2015年1月から相続税が増税となったため課税対象となる人が急増している。親が亡くなったとき、あなたは相続税を支払うことになるのか。少しでも計算方法を理解しておけば、将来の不安を解消することができる。

■まずは財産の評価額を算出する

これまで相続税にまつわる話を展開してきたが、肝心の相続税の計算の仕方については触れてこなかった。そこで今回は、相続税の計算について取り上げたい。

相続税の計算のためには、相続発生時点における被相続人の財産の評価額を算出する必要がある。それをもとに、税額を計算する。現預金、株式、土地、建物など、相続税における財産の評価は、国税庁の出す「財産評価基本通達」と呼ばれる指針に基づいて行われる。

まず、「現金」は額面、「定期預金以外の預金」は預入高がそのまま評価額となる。「定期預金」は、源泉所得税を差し引いた後の経過利息を預入高に加算して評価する。

「株式」は、証券取引所に上場している株式の場合、証券取引所が公表する取引価格に基づいて、以下のうちから最も低いものが評価額となる。

(1)課税時期(相続開始日)の最終価格
(2)課税時期の属する月(もしくは前月、前々月)の毎日の最終価格の月平均額

「土地」は、「路線価方式」、または「倍率方式」で評価される。路線価とは、路線(道路)に面する標準的な宅地1平方メートル当たりの価格のことで、市街地など路線価が定められている地域にある宅地は、路線価に宅地の面積をかけ、宅地の形状等に応じて各種補正を行って評価する。また、郊外地など路線価がついていない地域にある土地は、固定資産税評価額に各地域で定められた倍率をかけて評価する。

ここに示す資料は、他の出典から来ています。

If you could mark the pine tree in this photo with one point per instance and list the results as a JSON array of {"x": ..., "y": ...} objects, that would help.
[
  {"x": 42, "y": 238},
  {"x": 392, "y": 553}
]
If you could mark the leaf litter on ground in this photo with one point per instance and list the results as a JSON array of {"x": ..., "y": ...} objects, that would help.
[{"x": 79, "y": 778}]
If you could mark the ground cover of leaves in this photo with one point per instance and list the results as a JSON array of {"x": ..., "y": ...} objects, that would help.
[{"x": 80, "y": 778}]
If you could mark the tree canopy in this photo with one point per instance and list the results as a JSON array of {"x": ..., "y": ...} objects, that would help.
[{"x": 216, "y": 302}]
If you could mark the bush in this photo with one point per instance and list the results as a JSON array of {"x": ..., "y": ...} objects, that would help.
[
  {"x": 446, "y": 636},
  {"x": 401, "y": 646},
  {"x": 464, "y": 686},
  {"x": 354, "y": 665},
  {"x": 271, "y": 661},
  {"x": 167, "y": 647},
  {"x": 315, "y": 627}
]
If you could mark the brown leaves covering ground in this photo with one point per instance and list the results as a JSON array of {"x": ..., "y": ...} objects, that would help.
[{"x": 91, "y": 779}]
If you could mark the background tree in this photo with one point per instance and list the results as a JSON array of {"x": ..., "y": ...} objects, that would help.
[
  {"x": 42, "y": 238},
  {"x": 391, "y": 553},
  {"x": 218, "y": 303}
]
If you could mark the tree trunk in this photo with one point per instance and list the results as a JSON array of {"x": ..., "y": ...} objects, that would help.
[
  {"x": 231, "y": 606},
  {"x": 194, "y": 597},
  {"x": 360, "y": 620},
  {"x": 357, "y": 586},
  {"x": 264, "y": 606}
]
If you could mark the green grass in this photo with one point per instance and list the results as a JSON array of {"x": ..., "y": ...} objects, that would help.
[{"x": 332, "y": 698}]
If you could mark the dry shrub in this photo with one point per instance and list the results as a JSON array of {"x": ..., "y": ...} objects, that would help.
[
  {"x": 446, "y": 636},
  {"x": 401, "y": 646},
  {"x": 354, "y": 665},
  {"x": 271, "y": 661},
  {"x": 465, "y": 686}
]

土地(宅地)の評価ではさらに、その評価額を減額できる「小規模宅地等の特例」が適用できるかを検討すべきだろう。小規模宅地等の特例とは、相続または遺贈により取得した財産のうち、相続開始の直前に、被相続人等の事業の用に供されていた宅地等(店舗敷地やアパート敷地など)、または居住の用に供されていた宅地等(自宅敷地など)の評価額を一定面積まで減額するものだ。たとえば、被相続人の自宅敷地は、相続による取得者が「配偶者」の場合は「無条件」で、「同居親族」の場合は「相続税の申告期限までその建物に居住しその敷地を所有していれば」、「特定居住用宅地等」として、330平方メートルの部分まで80%を、その敷地の価額から減額できる(特例の適用には相続税の申告が必要)。

自用の「家屋」は固定資産税評価額をそのままの価額とする。固定資産税評価額は、固定資産税課税明細書に記載されている。紛失するなどして課税明細書が手元になければ、評価証明書を取得する。